「導入したのに定着しない」SFA失敗例に学ぶ成功プラン:そこが知りたい!SFA
「期待していたような効果が出ない」「現場に定着しない」「使いこなせない」といったありがちなSFA失敗事例を幾つか紹介しながら、失敗しないための方法を考える。
営業力の強化はどの企業にとっても重要な課題であり、それを支援するツールであるSFA(営業支援)には高い関心が寄せられています。
実際、導入によって大きな成果を上げている企業がある一方で、高額な費用と時間をかけてSFAを導入したにもかかわらず「期待していたような効果が出ない」「現場に定着しない」「使いこなせない」といった声もしばしば聞こえてきます。
今回はありがちな失敗事例を幾つか紹介しながら、失敗しないためにはどうすればよいかを見ていきましょう。
管理部門の都合しか考えていない
SFAの本来の目的は営業活動の標準化、可視化、共有により、業務を改善し、各営業担当者を支援することにあります。しかし管理部門の要望ばかりを重視して、営業担当者に大きな負担がかかるデータ入力を強いるようでは、結局「面倒くさい」と思われ、放置されてしまいます。入力を強制すればやる気が低下し、何のためにSFAを導入したのか分からなくなってしまうでしょう。
現場の要望と管理者側の要望のバランスを取りつつ、本当に必要な機能だけをそろえ、操作も運用もシンプルで負担の少ないシステムを導入すべきです。
SFAで 「管理されたくない」営業担当者
SFAを日報の記録、管理のツールと考えている企業は少なくありません。日報は確かに営業担当者の活動を把握し、案件の進捗(しんちょく)を確認するのに有益ですが、これはあくまで管理者側の考え方。営業担当者は「行動が管理されている」と感じているかもしれません。

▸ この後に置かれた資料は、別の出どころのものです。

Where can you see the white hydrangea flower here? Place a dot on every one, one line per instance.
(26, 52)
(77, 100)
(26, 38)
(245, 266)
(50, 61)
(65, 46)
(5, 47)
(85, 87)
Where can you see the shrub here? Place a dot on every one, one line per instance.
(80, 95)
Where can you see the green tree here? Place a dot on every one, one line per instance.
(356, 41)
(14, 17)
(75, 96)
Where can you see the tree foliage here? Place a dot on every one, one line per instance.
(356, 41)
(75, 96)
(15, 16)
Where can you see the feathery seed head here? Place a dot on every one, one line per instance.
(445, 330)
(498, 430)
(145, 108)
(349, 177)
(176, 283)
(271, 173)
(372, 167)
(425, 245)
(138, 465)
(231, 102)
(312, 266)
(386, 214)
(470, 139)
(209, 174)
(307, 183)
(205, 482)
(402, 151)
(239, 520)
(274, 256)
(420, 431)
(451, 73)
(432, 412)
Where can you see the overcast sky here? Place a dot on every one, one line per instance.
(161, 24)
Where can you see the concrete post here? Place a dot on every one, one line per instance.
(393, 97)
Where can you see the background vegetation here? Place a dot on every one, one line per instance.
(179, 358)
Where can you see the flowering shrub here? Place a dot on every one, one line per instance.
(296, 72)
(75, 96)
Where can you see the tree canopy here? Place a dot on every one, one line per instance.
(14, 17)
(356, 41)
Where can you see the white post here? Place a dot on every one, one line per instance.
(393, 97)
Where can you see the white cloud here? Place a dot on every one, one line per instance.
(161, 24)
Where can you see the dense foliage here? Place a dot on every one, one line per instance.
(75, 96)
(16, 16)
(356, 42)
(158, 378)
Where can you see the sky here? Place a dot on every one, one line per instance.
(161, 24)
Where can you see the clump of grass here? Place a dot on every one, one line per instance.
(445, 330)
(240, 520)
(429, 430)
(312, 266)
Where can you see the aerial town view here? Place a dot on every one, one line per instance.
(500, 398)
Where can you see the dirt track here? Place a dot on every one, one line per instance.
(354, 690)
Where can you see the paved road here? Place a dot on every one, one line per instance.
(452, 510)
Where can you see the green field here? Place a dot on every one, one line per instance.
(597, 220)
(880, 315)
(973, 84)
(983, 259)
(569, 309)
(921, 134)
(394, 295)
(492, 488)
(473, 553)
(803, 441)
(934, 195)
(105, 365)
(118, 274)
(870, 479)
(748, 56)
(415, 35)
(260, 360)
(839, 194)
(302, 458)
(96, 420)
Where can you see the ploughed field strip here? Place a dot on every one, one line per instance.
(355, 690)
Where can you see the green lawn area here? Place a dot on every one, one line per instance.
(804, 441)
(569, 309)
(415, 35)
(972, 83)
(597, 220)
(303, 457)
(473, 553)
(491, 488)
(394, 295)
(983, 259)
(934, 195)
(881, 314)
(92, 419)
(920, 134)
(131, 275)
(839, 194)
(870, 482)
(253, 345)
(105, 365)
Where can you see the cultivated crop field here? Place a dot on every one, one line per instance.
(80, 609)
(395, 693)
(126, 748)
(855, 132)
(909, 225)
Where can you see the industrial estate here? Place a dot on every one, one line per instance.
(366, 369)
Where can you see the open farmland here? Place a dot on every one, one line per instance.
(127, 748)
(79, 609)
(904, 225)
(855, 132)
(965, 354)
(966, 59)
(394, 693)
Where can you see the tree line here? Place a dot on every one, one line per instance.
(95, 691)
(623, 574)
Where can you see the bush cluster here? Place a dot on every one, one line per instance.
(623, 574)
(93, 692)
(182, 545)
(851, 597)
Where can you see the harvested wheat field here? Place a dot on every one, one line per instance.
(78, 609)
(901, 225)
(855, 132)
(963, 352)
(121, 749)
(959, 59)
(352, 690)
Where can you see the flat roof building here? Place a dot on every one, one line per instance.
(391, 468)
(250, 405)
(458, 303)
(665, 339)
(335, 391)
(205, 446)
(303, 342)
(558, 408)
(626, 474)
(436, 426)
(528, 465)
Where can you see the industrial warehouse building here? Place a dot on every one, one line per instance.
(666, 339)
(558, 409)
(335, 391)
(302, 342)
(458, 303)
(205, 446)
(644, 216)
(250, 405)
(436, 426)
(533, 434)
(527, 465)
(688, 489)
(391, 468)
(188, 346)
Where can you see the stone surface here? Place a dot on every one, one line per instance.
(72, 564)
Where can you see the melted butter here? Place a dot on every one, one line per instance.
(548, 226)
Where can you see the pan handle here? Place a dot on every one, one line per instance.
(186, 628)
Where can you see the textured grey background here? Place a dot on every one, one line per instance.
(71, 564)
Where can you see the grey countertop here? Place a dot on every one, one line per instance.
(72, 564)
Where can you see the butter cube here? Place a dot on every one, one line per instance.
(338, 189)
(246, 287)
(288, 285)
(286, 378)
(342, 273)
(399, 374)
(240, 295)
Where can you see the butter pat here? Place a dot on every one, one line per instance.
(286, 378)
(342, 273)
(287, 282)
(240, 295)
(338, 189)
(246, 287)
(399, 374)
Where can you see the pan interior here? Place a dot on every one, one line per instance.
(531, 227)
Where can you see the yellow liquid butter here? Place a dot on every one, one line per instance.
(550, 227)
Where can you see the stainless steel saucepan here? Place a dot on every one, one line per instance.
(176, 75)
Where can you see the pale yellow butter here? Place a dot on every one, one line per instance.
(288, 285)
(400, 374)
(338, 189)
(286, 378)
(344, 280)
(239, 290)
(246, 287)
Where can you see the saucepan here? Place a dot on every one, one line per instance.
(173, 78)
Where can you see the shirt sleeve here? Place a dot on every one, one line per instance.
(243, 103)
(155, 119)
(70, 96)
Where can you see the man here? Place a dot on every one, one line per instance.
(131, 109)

また特に優秀な営業担当者には、自分のノウハウを他の営業担当者と共有しても何のメリットもないと考えている人が多く、日報を「とにかく出せばいいもの」と捉えがちです。これでは本当に意義のある情報はSFAに蓄積されない可能性があります。
日報を真に役立つデータにするには、営業担当者に「提出すれば自分の営業の役に立つ」と実感してもらう必要があります。日報を単なる活動報告書と位置付けるのではなく、案件管理ときちんとひも付けることで、受注した案件の売り上げ数字の確認や受注確率が高い案件の売上予測、放置されている案件の確認、受注に失敗した案件の原因分析などが行えるようになります。
導入したものの使い方が分からない
「SFAツールを入れたのに現場ではExcelをそのまま使い続けているため、案件管理や受注予測ができない」という話も、残念ながら珍しいものではありません。これは、導入はしたものの、現場への指導や教育が不十分なために起こるケースです。これではどんなに優れたツールでも、無用の長物となってしまいます。
導入時には営業担当者に使用目的と目標をきちんと理解してもらい、ある程度定着するまでは指導と教育を継続していく必要があります。質問や問題に対処できるシステム担当者を置くこと(専任でも他業務との兼任でも)、また管理部門が率先してSFAを使うことも重要です。